# Wet Pants



## TXPalerider (May 21, 2004)

He thinks his heart is going to stop because he cannot possibly imagine
how this has happened. It's never happened before, and he knows that
when
the boys find out he will never hear the end of it.
When the girls find out, they'll never speak to him again as long as
he
lives.

The boy believes his heart is going to stop; he puts his head down
and
prays this prayer,
"Dear God, this is an emergency! I need help now! Five minutes from
now
I'm dead meat."
He looks up from his prayer and here comes the teacher with a look in
her
eyes that says he has been discovered.
As the teacher is walking toward him, a classmate named Susie is
carrying
a goldfish bowl that is filled with water. Susie trips in
front of the teacher and inexplicably dumps the bowl of water in the
boy's
lap.

I thank you, Lord!
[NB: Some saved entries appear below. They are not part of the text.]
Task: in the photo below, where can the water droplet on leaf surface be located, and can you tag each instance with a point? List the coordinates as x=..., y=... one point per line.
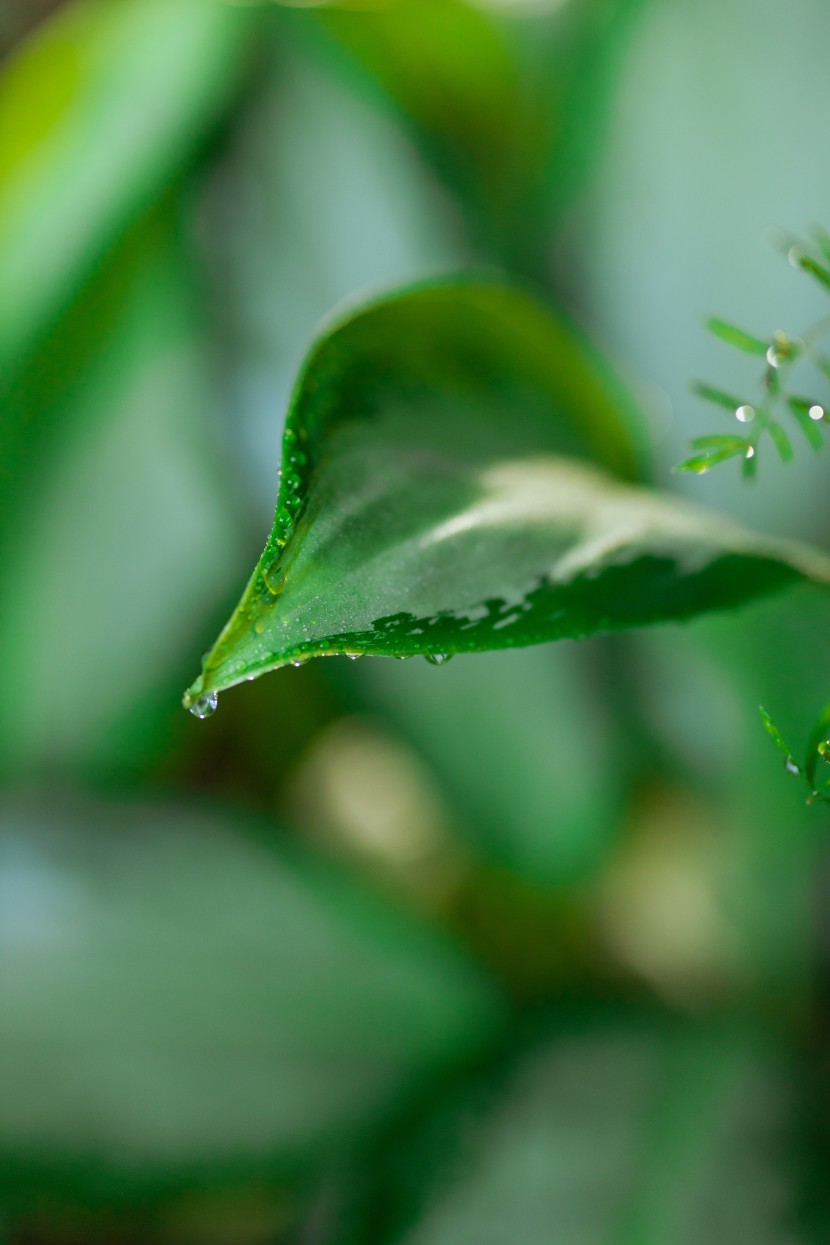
x=205, y=705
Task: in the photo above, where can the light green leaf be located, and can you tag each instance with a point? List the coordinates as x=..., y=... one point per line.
x=508, y=113
x=734, y=336
x=97, y=112
x=113, y=506
x=181, y=997
x=423, y=508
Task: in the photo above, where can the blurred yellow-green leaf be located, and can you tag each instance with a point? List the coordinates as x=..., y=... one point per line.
x=98, y=112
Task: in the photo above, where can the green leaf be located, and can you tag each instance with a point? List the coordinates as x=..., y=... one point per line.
x=423, y=508
x=616, y=1129
x=782, y=441
x=734, y=336
x=183, y=999
x=507, y=113
x=113, y=504
x=810, y=265
x=718, y=397
x=774, y=733
x=814, y=751
x=97, y=112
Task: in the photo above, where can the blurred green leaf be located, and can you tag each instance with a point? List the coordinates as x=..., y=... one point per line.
x=619, y=1129
x=118, y=534
x=709, y=394
x=505, y=111
x=181, y=1000
x=421, y=511
x=98, y=110
x=524, y=748
x=734, y=336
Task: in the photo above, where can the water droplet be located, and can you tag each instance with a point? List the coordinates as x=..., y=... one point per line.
x=203, y=706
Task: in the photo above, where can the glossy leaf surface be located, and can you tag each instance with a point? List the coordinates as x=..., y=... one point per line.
x=426, y=506
x=152, y=1027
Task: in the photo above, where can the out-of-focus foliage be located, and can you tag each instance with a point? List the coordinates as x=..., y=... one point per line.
x=525, y=948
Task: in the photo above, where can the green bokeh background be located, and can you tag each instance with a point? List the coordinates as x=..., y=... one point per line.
x=531, y=948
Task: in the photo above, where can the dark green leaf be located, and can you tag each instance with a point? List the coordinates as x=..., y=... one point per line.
x=182, y=999
x=619, y=1131
x=774, y=733
x=423, y=508
x=736, y=336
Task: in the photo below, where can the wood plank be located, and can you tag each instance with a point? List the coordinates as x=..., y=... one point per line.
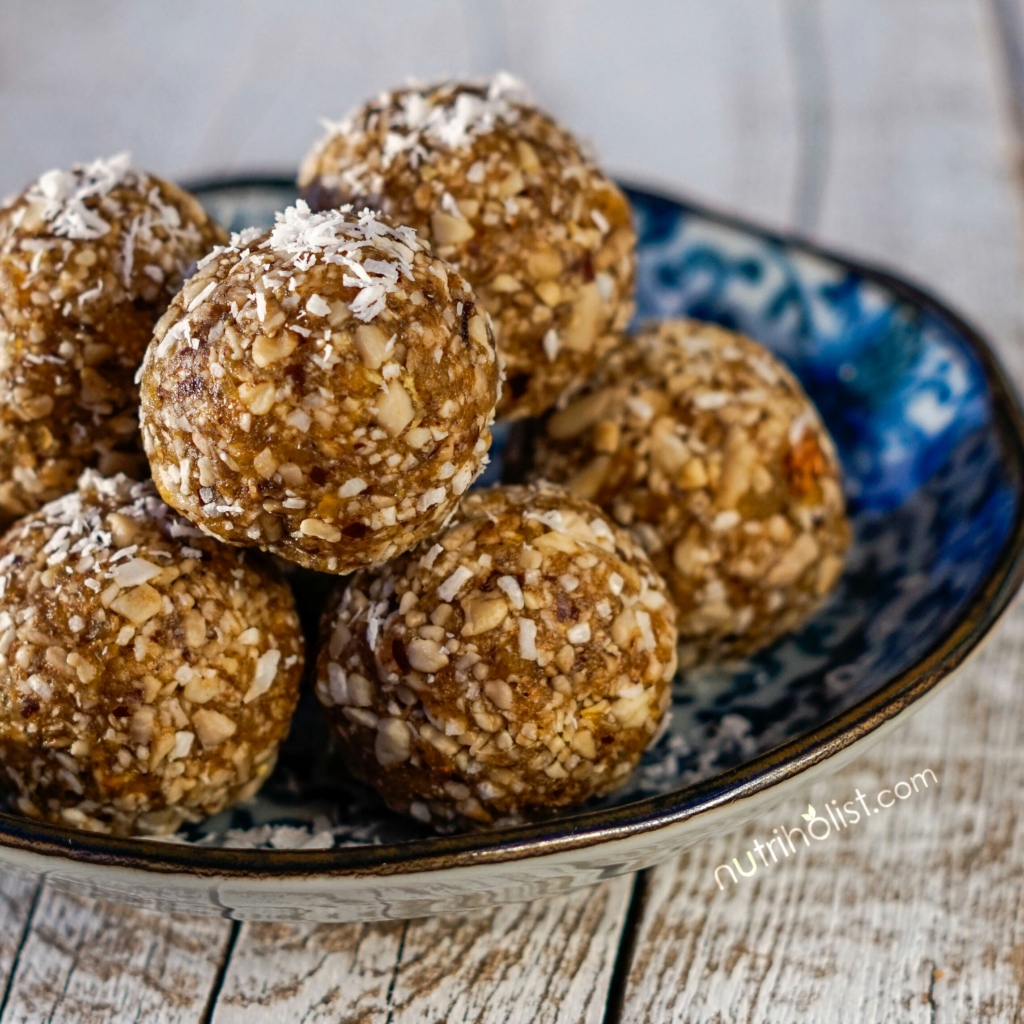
x=17, y=897
x=84, y=962
x=546, y=962
x=550, y=961
x=284, y=972
x=698, y=95
x=916, y=913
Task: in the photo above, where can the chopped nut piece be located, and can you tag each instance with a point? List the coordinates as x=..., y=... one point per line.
x=212, y=727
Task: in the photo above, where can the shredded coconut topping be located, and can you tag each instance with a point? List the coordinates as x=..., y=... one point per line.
x=338, y=237
x=450, y=116
x=62, y=195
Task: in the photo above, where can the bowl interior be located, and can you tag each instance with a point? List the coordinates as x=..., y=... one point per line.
x=907, y=398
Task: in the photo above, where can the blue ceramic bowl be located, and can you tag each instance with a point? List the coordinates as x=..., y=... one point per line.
x=930, y=435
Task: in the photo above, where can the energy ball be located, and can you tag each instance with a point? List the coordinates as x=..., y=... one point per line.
x=509, y=197
x=518, y=664
x=707, y=446
x=323, y=390
x=147, y=674
x=89, y=260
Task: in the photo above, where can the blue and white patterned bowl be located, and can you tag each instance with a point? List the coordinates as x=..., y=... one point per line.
x=930, y=435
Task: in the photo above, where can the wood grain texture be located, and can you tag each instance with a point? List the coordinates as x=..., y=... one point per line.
x=916, y=913
x=17, y=897
x=83, y=962
x=549, y=962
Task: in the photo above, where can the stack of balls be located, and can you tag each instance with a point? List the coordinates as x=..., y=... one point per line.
x=325, y=391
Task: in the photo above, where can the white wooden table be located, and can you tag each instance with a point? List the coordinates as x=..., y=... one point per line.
x=892, y=128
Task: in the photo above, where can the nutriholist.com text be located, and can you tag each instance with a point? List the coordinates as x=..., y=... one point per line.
x=818, y=824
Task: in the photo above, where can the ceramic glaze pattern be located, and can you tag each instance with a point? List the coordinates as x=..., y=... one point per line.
x=931, y=502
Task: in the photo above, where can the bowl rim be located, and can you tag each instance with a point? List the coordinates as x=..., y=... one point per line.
x=589, y=828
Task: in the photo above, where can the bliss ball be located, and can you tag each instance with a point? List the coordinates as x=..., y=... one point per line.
x=89, y=260
x=707, y=446
x=147, y=674
x=510, y=198
x=518, y=664
x=323, y=390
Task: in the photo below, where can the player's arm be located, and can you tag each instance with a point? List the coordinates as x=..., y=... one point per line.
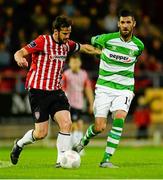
x=89, y=49
x=89, y=94
x=90, y=98
x=20, y=59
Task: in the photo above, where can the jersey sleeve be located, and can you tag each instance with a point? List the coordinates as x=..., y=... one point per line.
x=98, y=41
x=36, y=45
x=73, y=46
x=64, y=81
x=87, y=82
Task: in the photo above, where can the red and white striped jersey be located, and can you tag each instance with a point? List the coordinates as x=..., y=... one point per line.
x=48, y=58
x=73, y=85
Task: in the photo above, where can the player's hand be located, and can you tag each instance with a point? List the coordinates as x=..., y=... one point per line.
x=22, y=62
x=90, y=109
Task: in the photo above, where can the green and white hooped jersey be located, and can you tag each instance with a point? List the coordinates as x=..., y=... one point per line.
x=117, y=61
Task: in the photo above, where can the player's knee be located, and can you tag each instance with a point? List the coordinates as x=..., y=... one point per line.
x=66, y=126
x=40, y=134
x=99, y=127
x=120, y=115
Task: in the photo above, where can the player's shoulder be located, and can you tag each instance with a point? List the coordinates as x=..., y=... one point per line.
x=83, y=73
x=67, y=71
x=138, y=42
x=108, y=36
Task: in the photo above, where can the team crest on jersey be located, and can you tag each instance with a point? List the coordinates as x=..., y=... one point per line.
x=131, y=53
x=64, y=47
x=32, y=44
x=37, y=115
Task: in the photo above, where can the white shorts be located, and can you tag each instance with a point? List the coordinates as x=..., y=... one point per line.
x=111, y=101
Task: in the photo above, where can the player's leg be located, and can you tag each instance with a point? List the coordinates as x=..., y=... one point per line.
x=74, y=133
x=120, y=107
x=77, y=127
x=113, y=138
x=40, y=131
x=101, y=109
x=38, y=104
x=63, y=140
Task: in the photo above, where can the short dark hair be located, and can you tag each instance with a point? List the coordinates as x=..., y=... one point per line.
x=61, y=22
x=75, y=55
x=125, y=13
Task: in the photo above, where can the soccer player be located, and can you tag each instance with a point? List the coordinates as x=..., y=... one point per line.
x=76, y=84
x=115, y=84
x=49, y=53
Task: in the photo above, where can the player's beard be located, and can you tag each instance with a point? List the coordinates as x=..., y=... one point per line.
x=61, y=41
x=126, y=34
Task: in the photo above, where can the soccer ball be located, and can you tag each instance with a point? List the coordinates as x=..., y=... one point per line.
x=70, y=159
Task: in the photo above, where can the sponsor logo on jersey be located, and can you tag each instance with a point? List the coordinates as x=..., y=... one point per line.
x=37, y=115
x=32, y=44
x=120, y=58
x=54, y=57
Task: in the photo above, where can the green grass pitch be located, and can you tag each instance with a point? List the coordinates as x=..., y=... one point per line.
x=134, y=162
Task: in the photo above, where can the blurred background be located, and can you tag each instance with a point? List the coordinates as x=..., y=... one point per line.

Thank you, Lord!" Now all of a sudden, instead
of
being the object of ridicule, the boy is the object of sympathy.
The teacher rushes him downstairs and gives him gym shorts to put on
while
his pants dry out. All the other children are on their
hands and knees cleaning up around his desk. The sympathy is
wonderful.
But as life would have it, the ridicule that should have been his
has
been transferred to someone else - Susie.
She tries to help, but they tell her to get out. You've done enough,
you
klutz!"

Finally, at the end of the day, as they are waiting for the bus, the
boy
walks over to Susie and whispers, "You did that on purpose, didn't
you?"
Susie whispers back, "I wet my pants once too."
May God help us see the opportunities that are always around us to
do
good.
Remember.....Just going to church doesn't make you a Christian any
more
than standing
in your garage makes you a car.

I not only love the story --- I love this last quote!!
I only hope that in the coming years there will be many people with
fish
bowls around me!!!


----------



## Mrs Backlasher (Dec 19, 2004)

That's a GREAT story!!!

I tried to give you a greenie, but my "greenie" thingie seems to be broken. Bummer!


----------



## DawnPatrol (May 2, 2006)

*Greenie on the way*

Got you covered, MrsB.
GREAT story!


----------